In conclusion, it was found that in the presence of SNAREs, the main energy barrier towards fused lipid bilayers originates from the hydration barrier between the opposing bilayers. After crossing of this barrier, full fusion can occur either directly or, with smaller probability, indirectly through a hemifusion intermediate state to generate a fully merged lipid bilayer.

Conclusion

Taken together, colloidal probes in combination with optical microscopy, optical tweezers, or atomic force microscopy provide a versatile means to study membrane fusion with a minimum of labels/dyes. Additional information is gathered from applying external forces to explore the energy landscape of membrane merging. Prominent intermediate states could be unequivocally assigned and statistically quantified.
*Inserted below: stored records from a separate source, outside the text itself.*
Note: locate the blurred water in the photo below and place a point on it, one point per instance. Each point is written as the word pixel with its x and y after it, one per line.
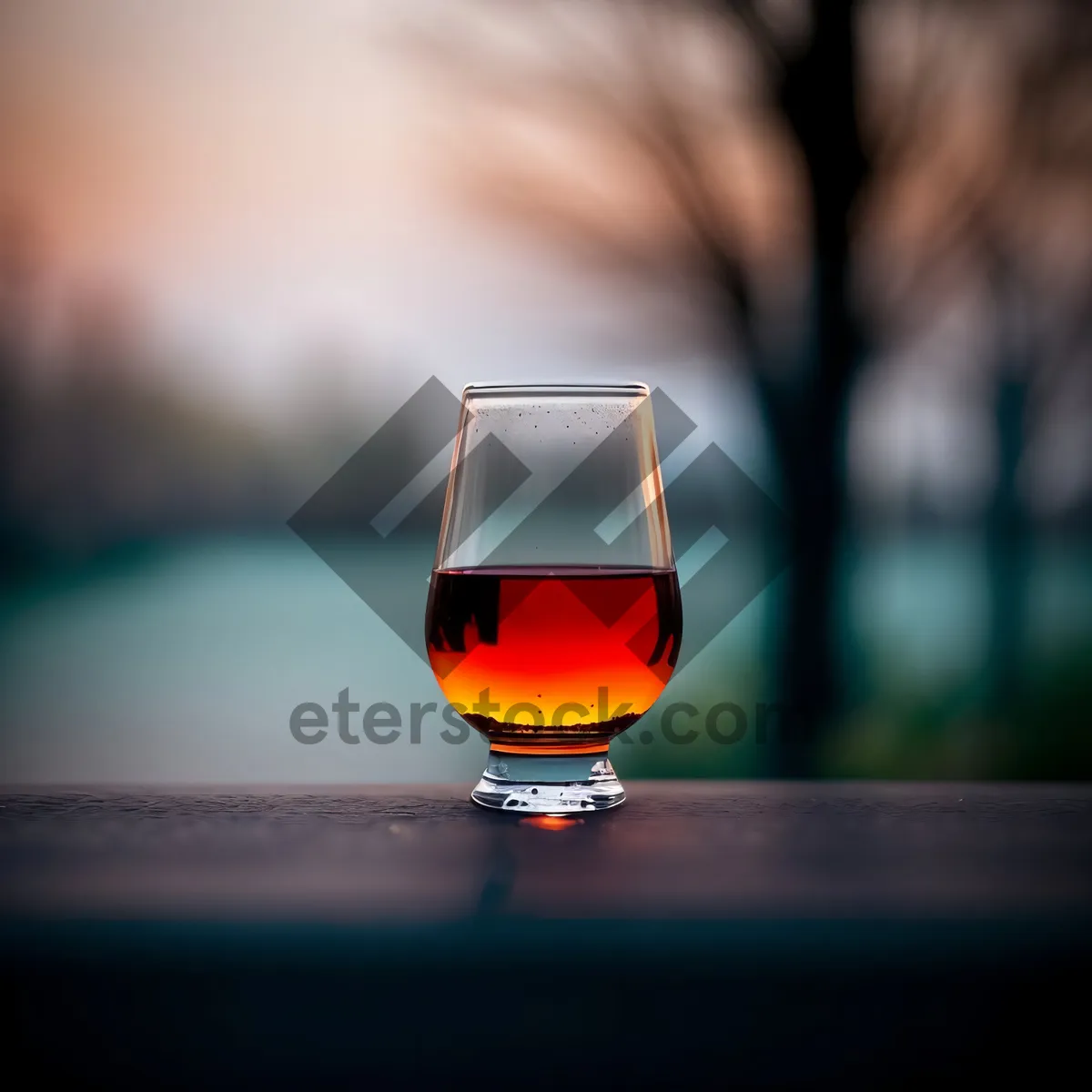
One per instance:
pixel 184 664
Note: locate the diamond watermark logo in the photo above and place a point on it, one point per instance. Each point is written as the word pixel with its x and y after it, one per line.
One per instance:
pixel 377 520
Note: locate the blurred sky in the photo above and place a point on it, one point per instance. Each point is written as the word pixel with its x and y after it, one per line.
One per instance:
pixel 270 183
pixel 265 176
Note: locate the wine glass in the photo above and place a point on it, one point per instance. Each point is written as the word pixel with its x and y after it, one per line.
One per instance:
pixel 554 614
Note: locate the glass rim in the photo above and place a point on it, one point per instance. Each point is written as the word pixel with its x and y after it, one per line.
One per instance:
pixel 557 390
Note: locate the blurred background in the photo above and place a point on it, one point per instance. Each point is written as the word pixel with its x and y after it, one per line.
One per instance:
pixel 853 241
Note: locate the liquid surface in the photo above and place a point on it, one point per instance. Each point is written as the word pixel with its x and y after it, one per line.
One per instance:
pixel 560 659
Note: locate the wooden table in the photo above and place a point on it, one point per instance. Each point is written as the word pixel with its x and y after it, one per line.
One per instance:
pixel 740 933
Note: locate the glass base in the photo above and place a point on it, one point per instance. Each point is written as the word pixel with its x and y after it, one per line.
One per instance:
pixel 549 784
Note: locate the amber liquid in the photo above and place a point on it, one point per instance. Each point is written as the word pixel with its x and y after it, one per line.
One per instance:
pixel 556 660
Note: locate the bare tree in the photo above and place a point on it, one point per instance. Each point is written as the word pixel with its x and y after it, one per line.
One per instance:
pixel 647 85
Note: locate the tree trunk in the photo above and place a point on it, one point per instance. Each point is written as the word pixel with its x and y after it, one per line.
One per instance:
pixel 819 102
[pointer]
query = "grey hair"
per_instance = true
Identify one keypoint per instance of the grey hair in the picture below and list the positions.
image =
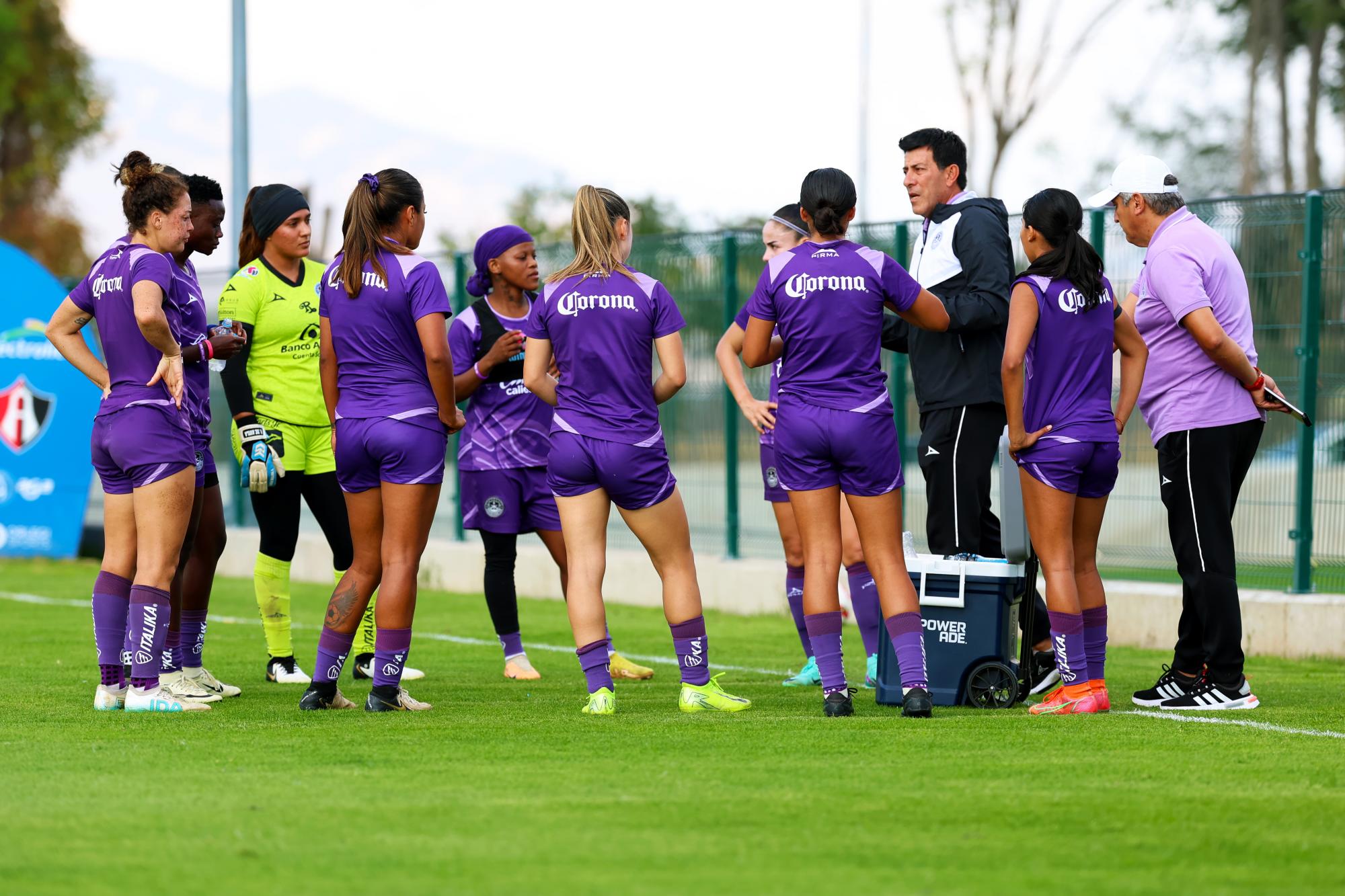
(1161, 204)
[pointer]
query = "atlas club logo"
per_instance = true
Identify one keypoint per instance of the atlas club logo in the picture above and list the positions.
(25, 415)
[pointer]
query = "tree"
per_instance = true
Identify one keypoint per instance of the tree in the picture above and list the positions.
(1009, 87)
(49, 107)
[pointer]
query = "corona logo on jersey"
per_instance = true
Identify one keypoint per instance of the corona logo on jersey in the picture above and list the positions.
(800, 286)
(25, 415)
(572, 303)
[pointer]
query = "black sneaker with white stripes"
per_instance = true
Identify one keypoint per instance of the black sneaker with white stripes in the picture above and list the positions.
(1213, 696)
(1169, 686)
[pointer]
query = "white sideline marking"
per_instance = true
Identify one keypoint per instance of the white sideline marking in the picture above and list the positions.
(1245, 723)
(431, 635)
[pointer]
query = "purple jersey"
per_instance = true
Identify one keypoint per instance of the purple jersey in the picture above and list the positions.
(767, 436)
(106, 295)
(827, 300)
(506, 424)
(190, 330)
(1069, 364)
(380, 360)
(603, 331)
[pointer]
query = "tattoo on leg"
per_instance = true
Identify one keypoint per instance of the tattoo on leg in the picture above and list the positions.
(342, 606)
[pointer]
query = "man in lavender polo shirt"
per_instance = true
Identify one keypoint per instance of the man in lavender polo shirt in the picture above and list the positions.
(1204, 399)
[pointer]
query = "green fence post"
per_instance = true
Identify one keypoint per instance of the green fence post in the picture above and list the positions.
(731, 412)
(459, 303)
(1308, 352)
(898, 376)
(1098, 233)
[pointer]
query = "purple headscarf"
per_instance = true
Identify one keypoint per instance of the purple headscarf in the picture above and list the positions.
(493, 245)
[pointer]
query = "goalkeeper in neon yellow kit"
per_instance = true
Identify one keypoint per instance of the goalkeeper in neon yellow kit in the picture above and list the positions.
(282, 435)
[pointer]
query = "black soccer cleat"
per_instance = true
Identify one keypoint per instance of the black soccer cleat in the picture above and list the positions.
(839, 702)
(1171, 685)
(917, 704)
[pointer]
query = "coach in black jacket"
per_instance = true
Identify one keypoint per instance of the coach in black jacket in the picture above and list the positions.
(964, 256)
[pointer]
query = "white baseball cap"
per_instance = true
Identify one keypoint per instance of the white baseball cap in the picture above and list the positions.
(1139, 174)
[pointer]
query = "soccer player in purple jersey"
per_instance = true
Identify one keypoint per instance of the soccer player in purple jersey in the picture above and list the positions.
(388, 381)
(783, 232)
(835, 424)
(502, 450)
(1063, 432)
(603, 322)
(182, 671)
(142, 436)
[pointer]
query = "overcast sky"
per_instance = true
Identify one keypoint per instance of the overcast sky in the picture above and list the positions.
(719, 107)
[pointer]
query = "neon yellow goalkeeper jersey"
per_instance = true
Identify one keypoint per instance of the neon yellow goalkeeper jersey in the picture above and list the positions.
(283, 361)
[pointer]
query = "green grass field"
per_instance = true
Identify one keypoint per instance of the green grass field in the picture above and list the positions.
(506, 787)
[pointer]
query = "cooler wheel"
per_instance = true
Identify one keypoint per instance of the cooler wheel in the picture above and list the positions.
(992, 686)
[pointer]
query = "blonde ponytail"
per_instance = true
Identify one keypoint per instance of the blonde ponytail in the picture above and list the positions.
(594, 229)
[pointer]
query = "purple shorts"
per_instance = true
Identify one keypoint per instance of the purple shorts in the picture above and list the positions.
(821, 447)
(205, 458)
(1083, 469)
(139, 446)
(634, 477)
(375, 450)
(508, 501)
(771, 477)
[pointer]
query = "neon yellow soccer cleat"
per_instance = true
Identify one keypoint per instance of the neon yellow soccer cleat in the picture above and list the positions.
(696, 698)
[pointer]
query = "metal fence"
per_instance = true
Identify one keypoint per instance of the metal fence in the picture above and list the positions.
(1291, 514)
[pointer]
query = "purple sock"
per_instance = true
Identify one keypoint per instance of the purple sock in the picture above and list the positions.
(868, 612)
(907, 634)
(111, 604)
(171, 659)
(594, 662)
(193, 624)
(1096, 642)
(513, 643)
(825, 634)
(149, 633)
(391, 649)
(794, 594)
(1067, 635)
(333, 649)
(693, 650)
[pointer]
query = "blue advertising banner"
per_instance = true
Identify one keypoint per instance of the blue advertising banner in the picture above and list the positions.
(46, 419)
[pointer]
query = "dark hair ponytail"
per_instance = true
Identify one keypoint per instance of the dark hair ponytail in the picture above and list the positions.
(375, 206)
(828, 196)
(149, 188)
(1058, 217)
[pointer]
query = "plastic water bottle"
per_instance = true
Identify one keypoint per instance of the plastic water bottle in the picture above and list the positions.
(217, 364)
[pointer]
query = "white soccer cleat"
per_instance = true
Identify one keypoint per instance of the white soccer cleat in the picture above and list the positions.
(110, 698)
(284, 670)
(178, 685)
(157, 700)
(201, 677)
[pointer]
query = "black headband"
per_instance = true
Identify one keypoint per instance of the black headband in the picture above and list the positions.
(272, 205)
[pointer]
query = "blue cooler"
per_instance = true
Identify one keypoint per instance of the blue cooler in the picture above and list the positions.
(970, 614)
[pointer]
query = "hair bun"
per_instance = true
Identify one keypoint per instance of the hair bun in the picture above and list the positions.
(135, 169)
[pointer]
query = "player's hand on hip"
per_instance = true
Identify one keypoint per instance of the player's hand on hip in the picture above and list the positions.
(1024, 440)
(170, 372)
(262, 464)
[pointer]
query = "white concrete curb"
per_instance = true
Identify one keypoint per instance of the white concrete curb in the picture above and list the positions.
(1140, 614)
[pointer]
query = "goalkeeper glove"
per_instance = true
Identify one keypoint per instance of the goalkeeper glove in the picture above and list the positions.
(262, 463)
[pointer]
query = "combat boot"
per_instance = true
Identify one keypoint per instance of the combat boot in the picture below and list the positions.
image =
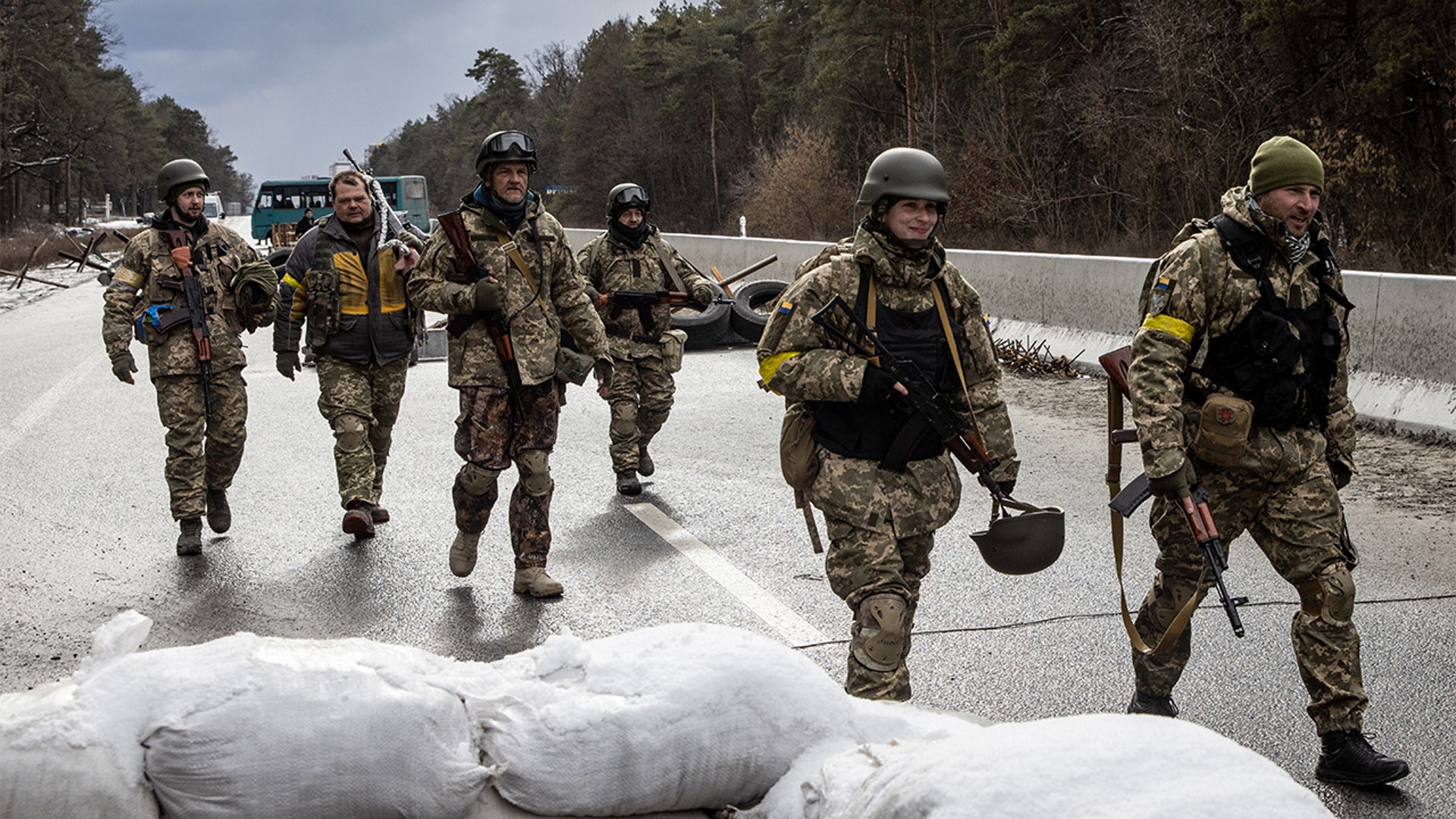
(218, 516)
(357, 521)
(1150, 704)
(462, 553)
(1346, 757)
(190, 542)
(535, 582)
(628, 484)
Moving forward, colloidal probes have a lot of potential to provide further insights into the details of membrane fusion, especially in the light of some recent innovations. Son et al. (2020) have demonstrated that circular averaging around a membrane-coated microsphere allows localization of fluorophores with sub-nanometer precision. Another very promising approach is to interface colloidal probes with living cells to form hybrid systems. The feasibility of this technique has been demonstrated for the study of macrophage phagocytosis (Bakalar et al. 2018; Joffe et al. 2020). There are also new methods emerging to manipulate colloidal probes. One promising example is acoustic force spectroscopy, where a standing acoustic wave is used to apply a force to microspheres (Sitters et al. 2015). The power of this method lies in the possibility to manipulate hundreds of probes at the same time allowing for high-throughput studies. Finally, it will be of high interest to reconstitute other parts of the fusion machinery alongside the core SNARE complex to address fundamental questions like why exocytosis of synaptic vesicles is so much faster compared to other fusion processes, for instance in endocrine cells (Kreutzberger et al. 2019).